In vehicle installation data, February domestic power battery installations were 26.3 GWh, down 37.4% MoM and 24.6% YoY. January-February total installations were 68.3 GWh, down 7.2% YoY. Among these, ternary batteries accounted for 15.1 GWh (22.1%), with a slight increase of 0.6%; LFP batteries totaled 53.3 GWh (77.9%), down 9.2%. February’s auto production and sales data showed significant declines due to seasonal factors, tax policy adjustments, and consumer hesitation. However, recent weekly data from some automakers show improvement, with the average energy per vehicle significantly increasing, partially offsetting sales fluctuations. According to CABIA, in February, the average energy per new energy vehicle was 75.9 kWh, up 27.5% MoM and 52.6% YoY. For pure electric passenger cars and plug-in hybrid electric vehicles, the averages were 68.6 kWh and 39.0 kWh, respectively, with MoM increases of 8.0% and 12.8%, and YoY increases of 28.5% and 57.6%. January-February, the average energy per vehicle was 64.9 kWh, up 32.3% YoY.

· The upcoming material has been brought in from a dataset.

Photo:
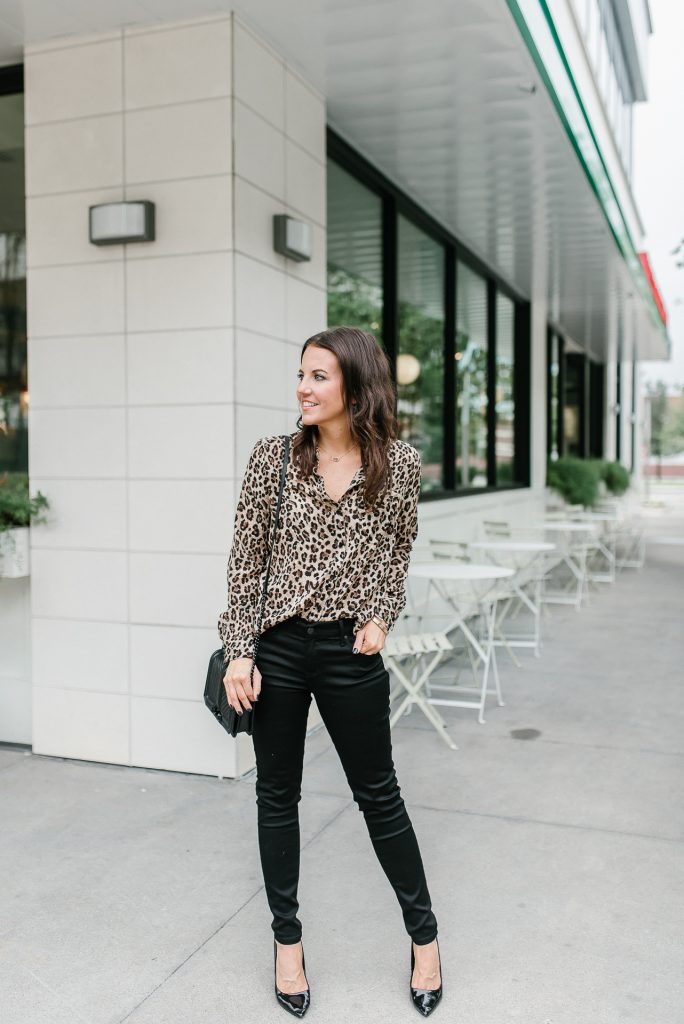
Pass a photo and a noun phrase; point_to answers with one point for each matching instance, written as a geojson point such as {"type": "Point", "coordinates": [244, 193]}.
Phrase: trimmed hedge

Energy storage demand continues to surge, becoming the core driver of lithium demand growth. Globally, nearly 100% of energy storage batteries are compatible with LFP. New scenarios such as AI data centers, grid reform, and power marketization are continuously boosting demand. Coupled with overseas energy pressures caused by the US-Iran conflict, European household storage demand is rising, further amplifying storage sector growth. Export tax rebate policy adjustments have also driven a “rush for exports,” with some companies accelerating production to fulfill overseas orders. Downstream material manufacturers maintain rigid procurement; some large firms actively replenish inventories, showing demand resilience.

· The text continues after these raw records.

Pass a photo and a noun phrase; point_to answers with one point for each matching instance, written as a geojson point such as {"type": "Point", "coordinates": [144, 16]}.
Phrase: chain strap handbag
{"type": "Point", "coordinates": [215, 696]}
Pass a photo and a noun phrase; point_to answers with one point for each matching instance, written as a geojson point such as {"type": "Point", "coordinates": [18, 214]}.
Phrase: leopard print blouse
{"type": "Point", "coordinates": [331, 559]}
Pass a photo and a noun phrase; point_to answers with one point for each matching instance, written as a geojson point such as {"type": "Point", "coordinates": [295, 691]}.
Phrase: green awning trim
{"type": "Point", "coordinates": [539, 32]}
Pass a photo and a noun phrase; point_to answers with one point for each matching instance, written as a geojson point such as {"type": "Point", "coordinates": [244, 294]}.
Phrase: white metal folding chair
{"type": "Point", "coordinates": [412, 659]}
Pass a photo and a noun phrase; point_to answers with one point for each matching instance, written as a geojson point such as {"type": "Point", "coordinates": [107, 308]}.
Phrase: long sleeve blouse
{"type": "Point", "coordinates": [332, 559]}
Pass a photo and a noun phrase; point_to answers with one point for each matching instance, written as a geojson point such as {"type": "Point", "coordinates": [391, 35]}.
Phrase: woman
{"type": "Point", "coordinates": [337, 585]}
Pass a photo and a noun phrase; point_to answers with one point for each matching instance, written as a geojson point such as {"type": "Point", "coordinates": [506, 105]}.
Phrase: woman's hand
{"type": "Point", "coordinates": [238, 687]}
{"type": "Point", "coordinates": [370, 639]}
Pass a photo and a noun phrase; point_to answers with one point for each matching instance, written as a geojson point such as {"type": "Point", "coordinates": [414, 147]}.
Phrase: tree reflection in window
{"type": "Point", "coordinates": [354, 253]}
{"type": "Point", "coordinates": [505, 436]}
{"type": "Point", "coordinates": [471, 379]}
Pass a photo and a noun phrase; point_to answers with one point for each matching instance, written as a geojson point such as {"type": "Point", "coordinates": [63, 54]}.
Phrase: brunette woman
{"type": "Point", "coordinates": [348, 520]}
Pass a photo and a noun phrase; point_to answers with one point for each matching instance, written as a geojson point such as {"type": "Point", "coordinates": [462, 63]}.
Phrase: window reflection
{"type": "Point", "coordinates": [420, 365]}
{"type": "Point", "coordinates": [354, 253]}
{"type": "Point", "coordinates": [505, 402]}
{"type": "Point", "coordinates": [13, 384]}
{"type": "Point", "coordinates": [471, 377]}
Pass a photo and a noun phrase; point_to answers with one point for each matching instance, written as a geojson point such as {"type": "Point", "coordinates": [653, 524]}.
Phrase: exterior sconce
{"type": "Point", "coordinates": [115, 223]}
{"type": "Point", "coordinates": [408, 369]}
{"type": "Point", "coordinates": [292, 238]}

IV. Inventory: Total Inventory Drops to Low Levels, Structural Shift Occurs
On the inventory front, low inventory across the industry chain remains a key factor supporting lithium carbonate prices, with a continued trend of destocking. As of the week of March 13, 2026, domestic lithium carbonate social inventory had fallen to 98,900 tons, down 1,134 tons from late February. Inventory turnover days decreased to 27.8 days, below the industry safety line of 40 days. Upstream smelters’ inventory dropped by 2,090 tons to 16,300 tons, reaching the lowest in nearly three years, mainly due to active shipments and limited supply growth. Midstream traders are eager to receive goods post-holiday, but overall inventory has declined due to tight spot supply, mainly on a need-based rotation. Downstream cell and material manufacturers’ inventories increased by 5,626 tons to 45,600 tons, indicating inventory transfer from upstream and midstream to downstream terminals, with downstream replenishing on dips.
V. Summary: Supply Still Disrupted, Demand Resilience Evident
Currently, the fundamentals of lithium carbonate show a pattern of “limited supply growth, steady demand recovery, and low inventory levels,” with multiple factors supporting prices. On the supply side, domestic Jiangxi mica mine resumption is delayed; Zimbabwe’s export suspension causes short-term supply tightness, with recovery timelines uncertain. On the demand side, LFP operation rates and output are steadily rising, power battery stocking demand is increasing, and energy storage demand continues to explode, driven by dual forces. Inventory across the industry chain remains at historic lows, with ongoing replenishment needs providing price support. Cost factors, including rising global processing and raw material costs, further support prices. Overall, lithium carbonate fundamentals remain strong, with short-term supply tightness and demand recovery dominating market trends. For reference only.